Wednesday - I am in blue pill land, in a 12 year marriage (2 kids age 5 and 7) where the last 6 years have been sex one or two times (total), constant fighting, generally miserable with any episodes of happiness centered around the kids.

Thursday - I discover this subreddit, buy the preqs, and get 41% of the way through NMMNG.

Today - I decide to start with whatever I can, and here is how it goes:

I text her mid-day saying I need her to pick up the kids from school (I usually do this) so that I can grocery shop and prepare dinner. She says OK. She calls me later, while I am in the middle of cooking and asks if I can help pick up the kids. I tell her "there is no way" and she does it. I figure this is a shit test of sorts? The kids are very difficult to get out of school at the end of the day. They love it there, they are hungry and tired, and they give each other a hard time.

Before dinner, my youngest poops and runs out of toilet paper. He still needs help wiping his ass, so my wife does it with tissues and plugs the toilet.
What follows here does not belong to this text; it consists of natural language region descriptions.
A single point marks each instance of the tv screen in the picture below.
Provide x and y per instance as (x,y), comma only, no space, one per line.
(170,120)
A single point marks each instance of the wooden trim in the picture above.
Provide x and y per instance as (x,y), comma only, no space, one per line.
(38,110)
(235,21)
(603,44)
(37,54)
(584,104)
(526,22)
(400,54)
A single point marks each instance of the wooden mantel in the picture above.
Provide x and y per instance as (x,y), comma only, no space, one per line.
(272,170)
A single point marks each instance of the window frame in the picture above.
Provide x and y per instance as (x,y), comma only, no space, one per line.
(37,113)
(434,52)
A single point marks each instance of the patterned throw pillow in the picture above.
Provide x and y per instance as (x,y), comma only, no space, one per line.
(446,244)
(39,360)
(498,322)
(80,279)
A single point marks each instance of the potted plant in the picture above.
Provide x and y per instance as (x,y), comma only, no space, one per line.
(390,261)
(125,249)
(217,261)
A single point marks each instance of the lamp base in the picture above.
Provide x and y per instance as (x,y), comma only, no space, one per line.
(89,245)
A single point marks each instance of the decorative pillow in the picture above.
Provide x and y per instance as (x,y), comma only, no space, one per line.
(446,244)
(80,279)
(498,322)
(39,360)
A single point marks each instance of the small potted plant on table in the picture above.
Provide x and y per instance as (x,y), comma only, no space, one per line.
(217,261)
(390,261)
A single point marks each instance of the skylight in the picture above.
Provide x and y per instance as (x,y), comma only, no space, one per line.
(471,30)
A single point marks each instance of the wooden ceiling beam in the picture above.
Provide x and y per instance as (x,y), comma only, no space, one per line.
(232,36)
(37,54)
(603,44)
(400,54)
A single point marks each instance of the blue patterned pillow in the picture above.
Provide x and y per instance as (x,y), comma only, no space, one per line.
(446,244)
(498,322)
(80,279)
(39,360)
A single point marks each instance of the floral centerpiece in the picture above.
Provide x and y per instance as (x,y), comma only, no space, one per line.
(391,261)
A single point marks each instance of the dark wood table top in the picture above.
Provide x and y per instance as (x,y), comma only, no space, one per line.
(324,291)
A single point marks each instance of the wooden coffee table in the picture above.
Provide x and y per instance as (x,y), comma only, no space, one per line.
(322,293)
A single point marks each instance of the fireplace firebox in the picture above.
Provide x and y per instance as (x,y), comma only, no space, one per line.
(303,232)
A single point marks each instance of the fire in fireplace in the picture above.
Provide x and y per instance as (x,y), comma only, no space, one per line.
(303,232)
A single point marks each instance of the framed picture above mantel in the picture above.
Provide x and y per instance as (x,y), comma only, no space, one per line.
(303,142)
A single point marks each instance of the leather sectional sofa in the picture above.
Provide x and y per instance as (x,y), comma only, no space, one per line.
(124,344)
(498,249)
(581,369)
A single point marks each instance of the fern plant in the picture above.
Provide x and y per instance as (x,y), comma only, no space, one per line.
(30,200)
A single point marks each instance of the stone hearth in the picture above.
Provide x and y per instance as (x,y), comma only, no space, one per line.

I don't remember whether she told me or asked me to unplug it, but I brought her the plunger and asked her to try first. She says no, and I tell her I will not unplug it. She unplugs it, but then delays coming to dinner for 40 minutes.

We have recently been trying to make dinner a special event for our family. It seems to be working nicely for the kids as they are enjoying it and trying new foods.

Dinner goes alright, then we bathe the kids and tuck them in bed. As we are saying goodnight to the kids I let her know I have to run to the store. It is already after 8pm and the stores I need to get to close at 9. I'm going shopping for groceries (without a list, which she hates) and unbeknowst to her, a present for her birthday/mother's day that my daughter was hoping we could give her.

When I get back home, it is dark but the porch light is not on. I know this is on purpose since she always turns it on for me / likes to have it turned on for her. I ignore this as I assume it is a shit test. When I get to the kitchen she says "clean the kitchen". Most nights I do clean the kitchen, and she helps at the end when she is doing the kids lunches. I respond by telling her I do not want to be spoken to like that and ordered to clean the kitchen, and that I will not do it tonight. I then leave the room.

She tells me for mother's day she would like me to talk to a counselor or a lawyer. I tell her if she were to say "can you please clean the kitchen" that I would be happy to do it, even now. She refuses and says the counselor/lawyer thing again. Lots of other shit comes out, to which I feign indifference. Stuff like, "you're not a friend, you're not a father, you're not an acquaintence". All this stuff would have me through the roof on previous days. In fact, if this was 2 days ago I would be cleaning the kitchen right now. Instead she is doing it while I type this.

I feel like this escalated pretty fast, although she has said crap like this plenty of times before. Should I have just gone on being beta while I read up on the preqs/wiki/etc?

Update -

She's still cleaning. Her snow tires are still on, and I know she doesn't like how the beta me never addressed her car safety (rotate/swap tires, check inflation, have brakes checked, etc...) so while she was cleaning I turned on the outside lights and went to the shed (which she can see from the window by the sink). I put the 3-season tires in her car and will get them swapped tomorrow. The shit test I expect is this - it will be early in the morning and she won't want to go then - I of course need a way back home...it's a 2 mile walk home so if she won't go at 8am then I will just walk home.